Deputy Minister-President of North Rhine-Westphalia
- Incumbent
- Assumed office 29 June 2022
- Preceded by: Joachim Stamp

Minister for Economics, Industry, Climate Protection and Energy of North Rhine-Westphalia
- Incumbent
- Assumed office 29 June 2022
- Preceded by: Andreas Pinkwart

Member of the Landtag of North Rhine-Westphalia for Düsseldorf I
- Incumbent
- Assumed office 1 June 2022

Personal details
- Born: 1 July 1977 (age 49) Pöttmes, Bavaria, West Germany (now Germany)
- Party: Greens (since 1999)
- Alma mater: University of Düsseldorf

= Mona Neubaur =

German politician (born 1977)

Mona Neubaur (born 1 July 1977) is a German politician from Alliance 90/The Greens who has been serving as Deputy Minister-President of North Rhine-Westphalia and also as State Minister for Economics, Industry, Climate Protection and Energy in the second cabinet of Minister-President Hendrik Wüst since 29 June 2022. She was previously the leader of her party in North Rhine-Westphalia.
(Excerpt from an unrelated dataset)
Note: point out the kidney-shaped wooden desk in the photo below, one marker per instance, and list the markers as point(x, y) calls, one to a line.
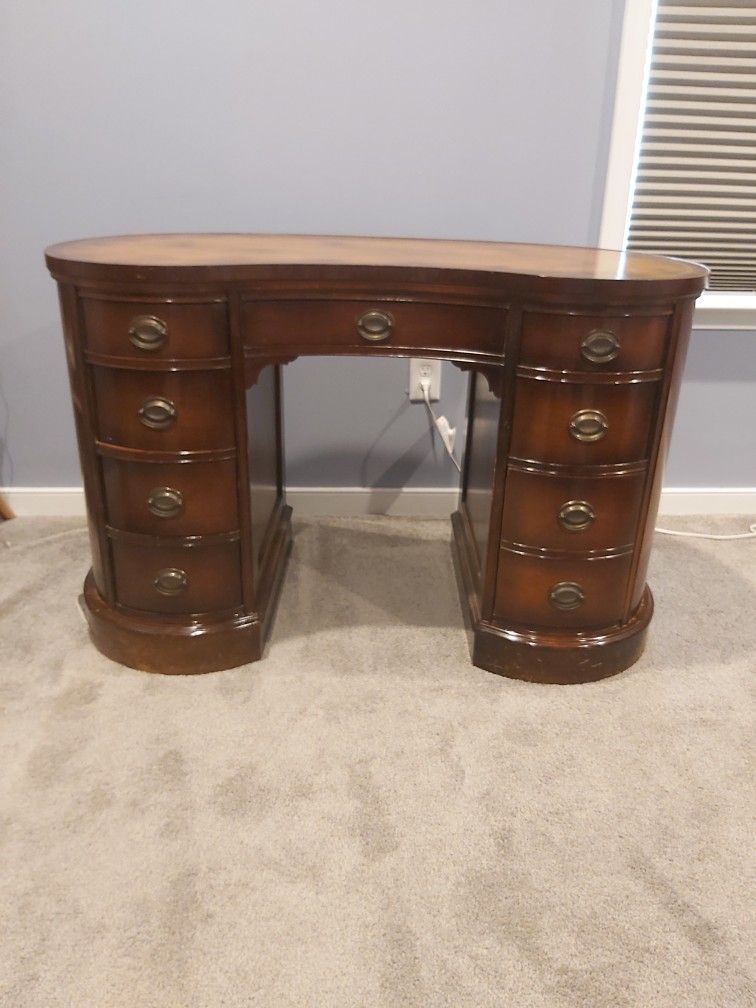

== Early life and career ==
Born to a nurse, Neubaur grew up in Pöttmes. In 1997 she moved to Düsseldorf to study education, sociology and psychology.

From 2007 to 2014, Neubaur worked for the Heinrich Böll Foundation in Düsseldorf.

== Political career ==
Neubau joined the Green Party in 1999. From 2007 to 2015, she served as chairwoman of the Green Party in Düsseldorf.

From 2014 to 2022, Neubaur served as co-chair of the Green Party in North Rhine-Westphalia, alongside Sven Lehmann (2014–2018) and Felix Banaszak (2018–2022).

Neubaur was nominated by her party as delegate to the Federal Convention for the purpose of electing the President of Germany in 2022.

==Other activities==
===Corporate boards===
- NRW.BANK, Ex-Officio member of the supervisory board (since 2022)

===Non-profit organizations===
- Heinrich Böll Foundation, Member of the General Assembly
- Fortuna Düsseldorf, Member

== Political positions ==
Ahead of the presidential election on 13 February 2022,
Bündnis 90/Die Grünen NRW (including Neubaur) publicly endorsed incumbent Frank-Walter Steinmeier (SPD).